A man in a white robe stood. He pointed his finger and spoke. An argument flew between Roan and the druid. The words became jagged and rough. Four men stood up, siding with their king, followed by Dai with his hair cut short, Roman style. The six.
A lump formed in her stomach, sticky and heavy like uncooked dough, and grew with each passing second. “What happened?”
Dai held up his hand. “Shh. Wait.”
Roan’s hand brus
hed the hilt of his sword, but he didn’t draw. The druid grabbed the pouch from Roan and held it up for all to see, then drew out some coins. His words cut through the night, even though Eliza couldn’t understand the language. Eliza’s skin prickled as she felt the power in the words without understanding their meaning.

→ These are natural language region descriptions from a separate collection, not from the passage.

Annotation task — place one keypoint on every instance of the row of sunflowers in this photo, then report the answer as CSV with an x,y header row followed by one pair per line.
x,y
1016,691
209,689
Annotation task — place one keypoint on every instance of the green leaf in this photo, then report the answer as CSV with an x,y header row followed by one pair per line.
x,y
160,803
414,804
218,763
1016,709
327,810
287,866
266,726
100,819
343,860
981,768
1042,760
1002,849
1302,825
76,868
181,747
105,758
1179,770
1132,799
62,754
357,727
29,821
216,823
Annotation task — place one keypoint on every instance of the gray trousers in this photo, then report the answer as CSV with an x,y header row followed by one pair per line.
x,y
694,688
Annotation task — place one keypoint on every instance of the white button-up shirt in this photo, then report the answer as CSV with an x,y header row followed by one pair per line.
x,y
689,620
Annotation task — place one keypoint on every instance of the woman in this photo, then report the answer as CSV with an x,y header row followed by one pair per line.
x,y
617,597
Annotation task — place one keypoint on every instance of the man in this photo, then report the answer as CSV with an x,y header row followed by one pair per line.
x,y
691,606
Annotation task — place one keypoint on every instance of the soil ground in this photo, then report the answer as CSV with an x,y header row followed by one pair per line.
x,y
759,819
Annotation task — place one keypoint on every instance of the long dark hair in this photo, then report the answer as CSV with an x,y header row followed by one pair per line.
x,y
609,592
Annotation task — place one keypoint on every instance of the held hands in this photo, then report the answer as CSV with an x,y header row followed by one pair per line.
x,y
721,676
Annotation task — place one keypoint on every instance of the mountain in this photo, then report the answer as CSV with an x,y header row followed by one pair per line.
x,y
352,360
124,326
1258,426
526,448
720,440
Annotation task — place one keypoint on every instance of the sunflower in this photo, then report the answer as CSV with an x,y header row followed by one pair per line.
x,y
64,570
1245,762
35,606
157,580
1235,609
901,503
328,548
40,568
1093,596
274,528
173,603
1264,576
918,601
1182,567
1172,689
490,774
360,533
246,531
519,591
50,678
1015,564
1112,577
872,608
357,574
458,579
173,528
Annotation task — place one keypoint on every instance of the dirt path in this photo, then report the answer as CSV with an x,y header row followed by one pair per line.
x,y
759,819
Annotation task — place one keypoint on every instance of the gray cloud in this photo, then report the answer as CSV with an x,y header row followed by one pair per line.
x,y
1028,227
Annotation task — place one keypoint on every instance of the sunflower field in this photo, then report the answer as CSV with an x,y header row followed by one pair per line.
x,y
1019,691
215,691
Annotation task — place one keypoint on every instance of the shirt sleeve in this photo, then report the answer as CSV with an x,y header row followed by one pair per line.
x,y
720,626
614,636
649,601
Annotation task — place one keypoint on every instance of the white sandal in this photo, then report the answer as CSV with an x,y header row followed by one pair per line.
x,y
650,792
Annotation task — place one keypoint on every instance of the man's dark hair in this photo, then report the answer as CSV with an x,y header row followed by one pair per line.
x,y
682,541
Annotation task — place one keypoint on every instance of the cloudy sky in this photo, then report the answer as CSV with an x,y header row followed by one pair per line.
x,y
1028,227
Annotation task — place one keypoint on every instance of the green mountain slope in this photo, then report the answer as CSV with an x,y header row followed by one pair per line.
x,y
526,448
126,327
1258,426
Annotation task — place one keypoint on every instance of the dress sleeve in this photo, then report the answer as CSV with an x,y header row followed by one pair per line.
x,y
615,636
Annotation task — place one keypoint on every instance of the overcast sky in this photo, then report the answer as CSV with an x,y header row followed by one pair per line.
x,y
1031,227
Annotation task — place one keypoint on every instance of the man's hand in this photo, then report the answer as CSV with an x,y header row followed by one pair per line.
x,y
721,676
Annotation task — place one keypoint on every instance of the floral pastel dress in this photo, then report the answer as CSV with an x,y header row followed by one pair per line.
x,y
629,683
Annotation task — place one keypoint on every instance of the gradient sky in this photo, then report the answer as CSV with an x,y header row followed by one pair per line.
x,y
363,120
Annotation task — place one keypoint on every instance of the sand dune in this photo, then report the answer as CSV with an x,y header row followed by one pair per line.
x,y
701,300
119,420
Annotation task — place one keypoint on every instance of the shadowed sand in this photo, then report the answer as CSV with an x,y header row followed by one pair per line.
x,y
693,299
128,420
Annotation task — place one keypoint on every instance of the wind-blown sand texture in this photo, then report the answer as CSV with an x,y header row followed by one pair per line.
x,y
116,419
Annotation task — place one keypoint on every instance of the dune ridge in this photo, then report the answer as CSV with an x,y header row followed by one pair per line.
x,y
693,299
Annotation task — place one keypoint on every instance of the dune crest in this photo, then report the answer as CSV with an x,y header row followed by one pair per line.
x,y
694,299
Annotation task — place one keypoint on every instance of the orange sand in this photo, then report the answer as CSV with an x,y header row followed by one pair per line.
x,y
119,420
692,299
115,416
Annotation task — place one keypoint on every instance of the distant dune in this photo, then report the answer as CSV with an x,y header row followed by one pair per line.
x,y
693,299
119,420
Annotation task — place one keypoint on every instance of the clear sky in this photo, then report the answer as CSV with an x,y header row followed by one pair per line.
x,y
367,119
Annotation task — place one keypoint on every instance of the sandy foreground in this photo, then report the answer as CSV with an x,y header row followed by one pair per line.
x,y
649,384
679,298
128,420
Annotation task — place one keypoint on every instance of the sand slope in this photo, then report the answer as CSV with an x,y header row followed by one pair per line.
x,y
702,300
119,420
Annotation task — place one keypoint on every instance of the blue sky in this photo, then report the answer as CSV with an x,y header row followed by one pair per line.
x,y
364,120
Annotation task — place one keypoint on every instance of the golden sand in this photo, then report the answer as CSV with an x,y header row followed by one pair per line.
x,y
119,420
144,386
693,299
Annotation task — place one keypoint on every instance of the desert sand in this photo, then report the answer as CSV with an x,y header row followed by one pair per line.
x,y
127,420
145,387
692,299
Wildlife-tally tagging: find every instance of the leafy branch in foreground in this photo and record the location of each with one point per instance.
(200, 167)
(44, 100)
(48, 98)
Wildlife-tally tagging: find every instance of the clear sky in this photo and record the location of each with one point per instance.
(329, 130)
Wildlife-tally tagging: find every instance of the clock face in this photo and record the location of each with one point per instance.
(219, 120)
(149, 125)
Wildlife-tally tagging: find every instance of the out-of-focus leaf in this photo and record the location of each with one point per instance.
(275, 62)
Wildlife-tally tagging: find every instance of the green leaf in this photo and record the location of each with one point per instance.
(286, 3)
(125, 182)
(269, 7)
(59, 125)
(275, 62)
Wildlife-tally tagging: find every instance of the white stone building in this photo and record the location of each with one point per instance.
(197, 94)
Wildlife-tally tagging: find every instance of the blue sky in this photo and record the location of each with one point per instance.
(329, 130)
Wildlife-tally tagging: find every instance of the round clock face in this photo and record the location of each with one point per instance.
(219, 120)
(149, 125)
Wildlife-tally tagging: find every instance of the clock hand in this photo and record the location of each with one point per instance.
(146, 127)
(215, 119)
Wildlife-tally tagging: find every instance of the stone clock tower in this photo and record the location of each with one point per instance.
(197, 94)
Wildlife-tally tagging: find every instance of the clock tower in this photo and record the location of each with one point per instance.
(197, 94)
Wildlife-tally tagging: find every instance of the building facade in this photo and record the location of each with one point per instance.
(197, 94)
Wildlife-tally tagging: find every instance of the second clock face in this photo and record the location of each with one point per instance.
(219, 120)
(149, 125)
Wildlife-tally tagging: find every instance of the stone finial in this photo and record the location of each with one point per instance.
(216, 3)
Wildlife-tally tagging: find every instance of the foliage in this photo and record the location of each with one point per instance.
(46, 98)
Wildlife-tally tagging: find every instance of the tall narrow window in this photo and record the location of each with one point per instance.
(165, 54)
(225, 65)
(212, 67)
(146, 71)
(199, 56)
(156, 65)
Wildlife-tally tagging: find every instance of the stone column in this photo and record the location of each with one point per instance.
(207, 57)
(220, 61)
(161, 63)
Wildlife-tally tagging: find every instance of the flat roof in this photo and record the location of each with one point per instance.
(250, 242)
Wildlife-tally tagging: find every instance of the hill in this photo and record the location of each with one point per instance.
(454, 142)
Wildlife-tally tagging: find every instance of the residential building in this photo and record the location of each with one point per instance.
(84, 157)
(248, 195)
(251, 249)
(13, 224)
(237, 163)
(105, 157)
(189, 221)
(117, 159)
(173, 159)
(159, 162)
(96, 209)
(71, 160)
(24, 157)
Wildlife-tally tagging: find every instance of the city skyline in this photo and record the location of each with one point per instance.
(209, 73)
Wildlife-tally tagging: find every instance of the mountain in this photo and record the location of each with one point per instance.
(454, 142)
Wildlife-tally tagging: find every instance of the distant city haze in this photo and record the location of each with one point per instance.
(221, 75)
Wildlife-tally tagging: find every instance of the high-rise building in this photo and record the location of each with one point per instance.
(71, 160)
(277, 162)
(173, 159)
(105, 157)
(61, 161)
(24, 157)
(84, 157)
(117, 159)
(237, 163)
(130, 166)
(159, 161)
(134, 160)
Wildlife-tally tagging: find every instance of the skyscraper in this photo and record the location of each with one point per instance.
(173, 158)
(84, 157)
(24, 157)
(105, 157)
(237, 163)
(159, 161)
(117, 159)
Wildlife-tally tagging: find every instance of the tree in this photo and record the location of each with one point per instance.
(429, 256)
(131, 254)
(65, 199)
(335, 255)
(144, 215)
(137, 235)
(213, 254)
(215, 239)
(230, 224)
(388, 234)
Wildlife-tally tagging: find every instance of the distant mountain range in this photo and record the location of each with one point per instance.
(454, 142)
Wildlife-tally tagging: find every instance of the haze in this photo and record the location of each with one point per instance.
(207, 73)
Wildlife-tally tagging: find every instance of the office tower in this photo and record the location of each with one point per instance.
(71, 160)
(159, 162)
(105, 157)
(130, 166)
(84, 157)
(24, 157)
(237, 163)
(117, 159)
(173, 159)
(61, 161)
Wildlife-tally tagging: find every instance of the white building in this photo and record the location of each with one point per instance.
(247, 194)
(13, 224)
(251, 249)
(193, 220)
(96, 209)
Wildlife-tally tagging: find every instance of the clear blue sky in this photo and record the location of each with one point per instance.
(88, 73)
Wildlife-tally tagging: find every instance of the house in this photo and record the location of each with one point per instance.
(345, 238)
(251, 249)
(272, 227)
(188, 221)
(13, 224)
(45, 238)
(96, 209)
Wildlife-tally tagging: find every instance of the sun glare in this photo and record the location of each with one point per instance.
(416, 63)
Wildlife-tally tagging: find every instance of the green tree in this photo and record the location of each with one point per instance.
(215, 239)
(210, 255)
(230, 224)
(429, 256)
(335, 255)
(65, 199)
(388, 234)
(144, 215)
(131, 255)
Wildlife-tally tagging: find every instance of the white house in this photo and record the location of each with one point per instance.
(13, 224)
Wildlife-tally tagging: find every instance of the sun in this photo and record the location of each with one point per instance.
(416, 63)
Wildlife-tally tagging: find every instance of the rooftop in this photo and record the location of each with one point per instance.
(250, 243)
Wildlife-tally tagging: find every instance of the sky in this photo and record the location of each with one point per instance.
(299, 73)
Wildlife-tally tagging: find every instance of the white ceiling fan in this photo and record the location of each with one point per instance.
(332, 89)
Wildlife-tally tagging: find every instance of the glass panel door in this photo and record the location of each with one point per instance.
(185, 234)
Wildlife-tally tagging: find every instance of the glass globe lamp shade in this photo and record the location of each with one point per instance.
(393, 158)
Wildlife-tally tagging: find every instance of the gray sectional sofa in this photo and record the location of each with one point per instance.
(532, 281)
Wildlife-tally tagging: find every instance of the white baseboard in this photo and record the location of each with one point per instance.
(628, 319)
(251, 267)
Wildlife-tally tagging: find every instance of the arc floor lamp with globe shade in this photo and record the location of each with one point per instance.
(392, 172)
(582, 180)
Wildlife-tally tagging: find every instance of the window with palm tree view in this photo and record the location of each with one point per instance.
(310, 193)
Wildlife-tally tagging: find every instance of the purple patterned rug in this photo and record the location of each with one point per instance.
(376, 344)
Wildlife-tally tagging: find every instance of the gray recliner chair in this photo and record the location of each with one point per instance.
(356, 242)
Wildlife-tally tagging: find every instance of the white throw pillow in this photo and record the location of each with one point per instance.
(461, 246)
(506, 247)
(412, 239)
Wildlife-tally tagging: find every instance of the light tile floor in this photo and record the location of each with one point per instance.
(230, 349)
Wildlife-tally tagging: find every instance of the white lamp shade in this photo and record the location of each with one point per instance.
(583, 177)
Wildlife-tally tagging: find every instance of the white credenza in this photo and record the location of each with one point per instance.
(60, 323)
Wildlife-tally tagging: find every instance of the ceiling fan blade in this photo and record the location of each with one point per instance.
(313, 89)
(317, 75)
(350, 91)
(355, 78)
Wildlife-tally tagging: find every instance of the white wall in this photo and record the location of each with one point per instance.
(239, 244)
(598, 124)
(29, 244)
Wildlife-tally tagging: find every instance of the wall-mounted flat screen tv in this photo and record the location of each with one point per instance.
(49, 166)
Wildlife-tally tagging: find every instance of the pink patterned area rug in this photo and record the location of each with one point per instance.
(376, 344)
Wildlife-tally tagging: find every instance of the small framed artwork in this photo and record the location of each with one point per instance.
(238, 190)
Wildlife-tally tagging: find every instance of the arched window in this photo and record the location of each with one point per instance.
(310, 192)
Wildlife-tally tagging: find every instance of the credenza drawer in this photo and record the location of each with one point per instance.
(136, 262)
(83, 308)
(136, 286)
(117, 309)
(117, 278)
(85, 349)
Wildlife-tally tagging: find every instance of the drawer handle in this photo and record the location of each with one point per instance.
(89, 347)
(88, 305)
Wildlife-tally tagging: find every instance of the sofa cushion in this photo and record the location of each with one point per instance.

Roan fell to his knees, clutching his torque. His men fell with him all gasping for breath. They were suffocating. The image went black and disintegrated.
Eliza ran forward. “What happened?” She looked around hoping something or someone would appear out of the dust and give her the answer.
“We lost consciousness and woke up here.” Dai swept his hand around like he was offering a sumptuous view, not the gray, twisted landscape of the Shadowlands. “Along with the druid. Because of his hatred, the magic trapped him here as well… and he’s been trying to finish us off ever since.”
The man who’d cursed them was also here and trying to kill them. She glanced across the empty landscape and suppressed a shiver. “Why did the druid curse Roan? What had he done?”
“Roan, myself, and the others lived in the Roman city. The Romans liked pet kings. We were the eyes and ears of the rebellion. I found out that the general had heard of our planned attack. They were ready, waiting, laughing. Attacking would have been suicide. Instead of meeting to finalize preparations, Roan tried to stop them.”
That made sense, if it was meant to be a surprise attack. “The druid didn’t like that?”
“He accused Roan of selling out to the Romans, of taking their gold instead of leading his people.”
Eliza frowned. He didn’t seem like the kind of king who’d trade lives for gold. Anfri’s death had cut him, and he’d refused her offer of ransom. “Did he?”
“No. By the time the rebellion realized the truth, they lay dying in the mud and gore.” Dai spat out the words. “Now you know who we were and what we’ll become. Do with it what you will.” Dai walked back to the cave.